When you feel confident, you can start recording the lesson in short 2-5 minutes bits along with reading aloud the text you've written.
If you're having trouble working and commenting simultaneously, it's okay. Try recording the video from the monitor first, and then synchronize the separately recorded voice with the video. This approach leaves less room for mistakes.
If you start with the text straight ahead without strong visual preparation, you are guaranteed to run into the problem of "I've been talking for 40 seconds, but this is mostly general information and I don't know what should be on the screen now".
The second important aspect is also based on the well-known rule of 'the knowledge of certain principles easily compensates the lack of knowledge of certain facts'. Try to explain the essence of things, how the things work in general. This will make the knowledge more universal, without being tied to a specific tool or software.
- The originality of the task. It means the essence of the task is played out in a comical form or the outcome isn't obvious and intrigues with its potential.
- The design of the task and the overall attractiveness of the outcome. Unfortunately, this aspect is often neglected but it is absolutely critical to keep your students motivated. We realize that not all nice-looking pictures are equally good to be used as an example for studying something. You should look for a compromise. In the end, unless a student is convinced that by using exactly these tools they can create awesome images, they are likely to underestimate how valuable these tools are. We're all here to create beautiful things, so why don't we start with this?
Anyway, all you're saying is your personal words. No one carves it in stone, nor it claims to be encyclopedic or the only possible truth. It's your personal experience and you share it because it works.
Since you're sharing your knowledge like you would do it with your best friend, you have nothing to hide. Don't be afraid that everyone will find out some secret, and you'll be left jobless. If you won't share it– someone else will. Sharing it certainly won't hurt you.
- Do not bother much when selecting terms and words, try to sound just as you do in normal life. There's nothing wrong with using your conversational style and your natural sense of humour (but don't overdo it).

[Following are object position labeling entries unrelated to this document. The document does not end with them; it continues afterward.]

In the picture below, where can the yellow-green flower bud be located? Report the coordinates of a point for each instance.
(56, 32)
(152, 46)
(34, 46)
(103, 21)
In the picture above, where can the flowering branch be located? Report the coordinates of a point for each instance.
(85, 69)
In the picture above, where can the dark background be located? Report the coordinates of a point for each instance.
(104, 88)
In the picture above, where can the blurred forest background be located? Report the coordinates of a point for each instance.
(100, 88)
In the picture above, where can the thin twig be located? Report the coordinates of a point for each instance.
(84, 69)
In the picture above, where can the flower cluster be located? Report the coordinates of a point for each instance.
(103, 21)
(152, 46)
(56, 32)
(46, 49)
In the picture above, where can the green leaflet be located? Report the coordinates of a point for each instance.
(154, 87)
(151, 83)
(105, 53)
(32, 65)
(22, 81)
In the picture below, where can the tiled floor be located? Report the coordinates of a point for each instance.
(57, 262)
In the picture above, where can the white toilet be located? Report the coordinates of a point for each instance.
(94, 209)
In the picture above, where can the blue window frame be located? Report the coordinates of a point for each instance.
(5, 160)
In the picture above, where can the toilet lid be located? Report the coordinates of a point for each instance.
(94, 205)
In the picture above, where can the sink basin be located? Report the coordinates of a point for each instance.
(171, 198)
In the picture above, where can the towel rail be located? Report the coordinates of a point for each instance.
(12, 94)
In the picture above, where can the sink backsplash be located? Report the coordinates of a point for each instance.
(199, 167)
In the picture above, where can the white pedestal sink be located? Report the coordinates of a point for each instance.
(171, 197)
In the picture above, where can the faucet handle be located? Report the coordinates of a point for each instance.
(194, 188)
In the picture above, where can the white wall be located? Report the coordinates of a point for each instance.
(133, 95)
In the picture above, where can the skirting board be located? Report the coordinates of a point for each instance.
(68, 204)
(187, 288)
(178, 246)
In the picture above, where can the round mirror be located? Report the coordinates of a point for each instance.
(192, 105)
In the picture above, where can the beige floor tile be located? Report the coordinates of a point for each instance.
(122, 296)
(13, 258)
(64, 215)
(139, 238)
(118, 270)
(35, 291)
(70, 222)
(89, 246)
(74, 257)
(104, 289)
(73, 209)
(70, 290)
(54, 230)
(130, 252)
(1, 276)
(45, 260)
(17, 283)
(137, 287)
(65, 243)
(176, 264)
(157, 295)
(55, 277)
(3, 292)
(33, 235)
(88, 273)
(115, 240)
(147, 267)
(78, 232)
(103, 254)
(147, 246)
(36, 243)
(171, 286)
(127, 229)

- Try to speak articulately, as students watching our courses come from 186 countries, and for almost all of them your language may not be native. If you speak clearly and in plain language, they will at least have an opportunity to google a term if they don't understand it.
- Make sure you name everything uniformly. At the initial stage, your students will be a little confused in terminology, and if it may be obvious to you that there are synonyms for different terms, it may not be so obvious for them.
- Try not to make any unnecessary actions with the cursor. If it's the first time you're recording video lessons, trust me, this will help you greatly in video editing.
- Pay attention that your actions and speech are synchronized. If you say 'Let's click this button now' – you can click it while pronouncing the words 'this' or 'button', or right after you say this phrase. If you do something earlier than your comment comes, your students may not understand what that was about.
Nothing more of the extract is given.